Kolejny debiut z wydawnictwa Initium… I kolejny, który okazał się naprawdę ciekawą i wciągającą lekturą. Maja Opiłka raczy swoich czytelników już na samym początku mocnym, brutalnym akcentem, prezentując dość dokładnie tortury, jakim jest poddawana porwana, nieznana nam jeszcze kobieta. Potem poziom drastyczności wyraźnie opada, ale i tak szczegółowość opisów odnajdywanych ciał może być nie w smak co wrażliwszym osobom. Brutalność tych scen nie ma jednak na celu epatowania przemocą dla samej idei szokowania, ale jasno pokazuje, z jak pokręconym charakterem mordercy będziemy mieć tu do czynienia, co jest udowadniane stopniowo w miarę rozwoju fabuły.

Przez całą książkę miałam wrażenie, że autorka próbowała złapać zbyt wiele srok za ogon. Niewątpliwym plusem powieści jest intryga spleciona tak misternie, że czytelnik gubi się w niej raz po raz i trzeba naprawdę bardzo się skupić w trakcie lektury, by nie poplątać wątków (mnie osobiście zdarzyło się to kilka razy). Oprócz głównej linii śledztwa w sprawie morderstw za pomocą średniowiecznych narzędzi tortur mamy tu też dochodzenie dotyczące handlu dziewczętami do burdeli. Na to jeszcze nakłada się przeszłość dwójki głównych bohaterów, która też nie jest łatwa i przyjemna.
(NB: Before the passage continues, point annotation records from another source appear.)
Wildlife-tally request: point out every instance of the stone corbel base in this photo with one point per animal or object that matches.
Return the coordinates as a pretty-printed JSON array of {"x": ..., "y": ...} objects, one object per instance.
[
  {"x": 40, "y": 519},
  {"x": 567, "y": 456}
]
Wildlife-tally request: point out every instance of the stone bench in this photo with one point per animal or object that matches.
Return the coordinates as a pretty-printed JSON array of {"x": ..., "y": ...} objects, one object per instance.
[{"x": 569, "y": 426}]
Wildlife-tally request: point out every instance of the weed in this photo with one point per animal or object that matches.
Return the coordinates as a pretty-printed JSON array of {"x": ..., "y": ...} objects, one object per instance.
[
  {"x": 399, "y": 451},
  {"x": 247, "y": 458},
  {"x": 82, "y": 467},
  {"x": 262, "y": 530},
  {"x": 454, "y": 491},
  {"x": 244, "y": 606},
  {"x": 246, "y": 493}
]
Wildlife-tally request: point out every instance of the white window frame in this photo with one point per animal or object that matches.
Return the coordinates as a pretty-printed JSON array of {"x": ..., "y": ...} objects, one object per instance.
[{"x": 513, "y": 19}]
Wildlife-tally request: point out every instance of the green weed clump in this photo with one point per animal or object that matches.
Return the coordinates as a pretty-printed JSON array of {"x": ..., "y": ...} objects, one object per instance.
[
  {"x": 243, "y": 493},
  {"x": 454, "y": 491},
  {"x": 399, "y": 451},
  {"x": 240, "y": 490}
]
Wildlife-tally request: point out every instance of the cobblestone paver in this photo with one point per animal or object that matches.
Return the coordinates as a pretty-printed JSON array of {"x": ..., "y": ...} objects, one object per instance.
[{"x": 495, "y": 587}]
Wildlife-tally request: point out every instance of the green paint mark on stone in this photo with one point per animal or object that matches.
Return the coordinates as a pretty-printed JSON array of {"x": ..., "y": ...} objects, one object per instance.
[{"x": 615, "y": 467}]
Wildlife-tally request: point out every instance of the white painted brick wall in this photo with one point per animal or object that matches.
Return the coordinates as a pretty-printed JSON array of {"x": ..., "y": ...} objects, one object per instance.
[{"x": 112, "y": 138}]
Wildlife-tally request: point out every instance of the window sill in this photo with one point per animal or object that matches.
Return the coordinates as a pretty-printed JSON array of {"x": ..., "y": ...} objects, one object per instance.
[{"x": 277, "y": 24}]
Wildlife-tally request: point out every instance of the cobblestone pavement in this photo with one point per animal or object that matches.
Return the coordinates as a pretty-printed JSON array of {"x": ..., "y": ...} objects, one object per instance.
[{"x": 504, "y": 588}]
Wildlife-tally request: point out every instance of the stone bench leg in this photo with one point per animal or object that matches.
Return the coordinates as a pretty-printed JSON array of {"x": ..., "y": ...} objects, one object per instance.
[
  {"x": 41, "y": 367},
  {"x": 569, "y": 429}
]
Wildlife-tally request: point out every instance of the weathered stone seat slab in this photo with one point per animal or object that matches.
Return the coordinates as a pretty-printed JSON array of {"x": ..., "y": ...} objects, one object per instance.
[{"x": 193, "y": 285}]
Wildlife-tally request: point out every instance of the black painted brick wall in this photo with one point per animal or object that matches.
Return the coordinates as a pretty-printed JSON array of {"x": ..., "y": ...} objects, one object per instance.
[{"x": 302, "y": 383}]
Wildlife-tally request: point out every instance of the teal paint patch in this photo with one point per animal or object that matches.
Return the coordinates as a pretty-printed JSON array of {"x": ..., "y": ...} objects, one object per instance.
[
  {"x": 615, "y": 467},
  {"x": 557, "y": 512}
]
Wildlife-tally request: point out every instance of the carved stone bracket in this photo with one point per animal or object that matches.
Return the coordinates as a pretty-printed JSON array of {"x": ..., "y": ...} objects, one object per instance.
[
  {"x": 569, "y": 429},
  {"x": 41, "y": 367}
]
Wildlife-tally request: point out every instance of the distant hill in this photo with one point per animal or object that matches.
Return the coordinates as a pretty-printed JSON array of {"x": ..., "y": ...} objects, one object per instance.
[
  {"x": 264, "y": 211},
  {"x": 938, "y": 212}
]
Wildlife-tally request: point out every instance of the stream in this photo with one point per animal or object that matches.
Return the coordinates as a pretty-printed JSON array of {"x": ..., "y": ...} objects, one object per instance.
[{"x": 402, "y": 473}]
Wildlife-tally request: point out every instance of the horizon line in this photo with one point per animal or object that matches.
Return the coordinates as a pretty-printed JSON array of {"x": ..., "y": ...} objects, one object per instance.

Uważam, że było tego trochę za dużo i pojedyncze wątki zostały gdzieniegdzie potraktowane po macoszemu. A już całkiem byłam skołowana, gdy w jednym fragmencie pomylono imiona bohaterów i wprowadziło to taki zamęt, że dłuższą chwilę próbowałam dojść do ładu, kto, z kim, po co i dlaczego. Zresztą autorka sama sobie życia nie ułatwiła albo też wyjątkowo lubi literkę B, bo większość nazwisk postaci zaczęła właśnie od niej, wskutek czego w trakcie zapętlania się intrygi zlewały się w jedno i najzwyczajniej w świecie myliły.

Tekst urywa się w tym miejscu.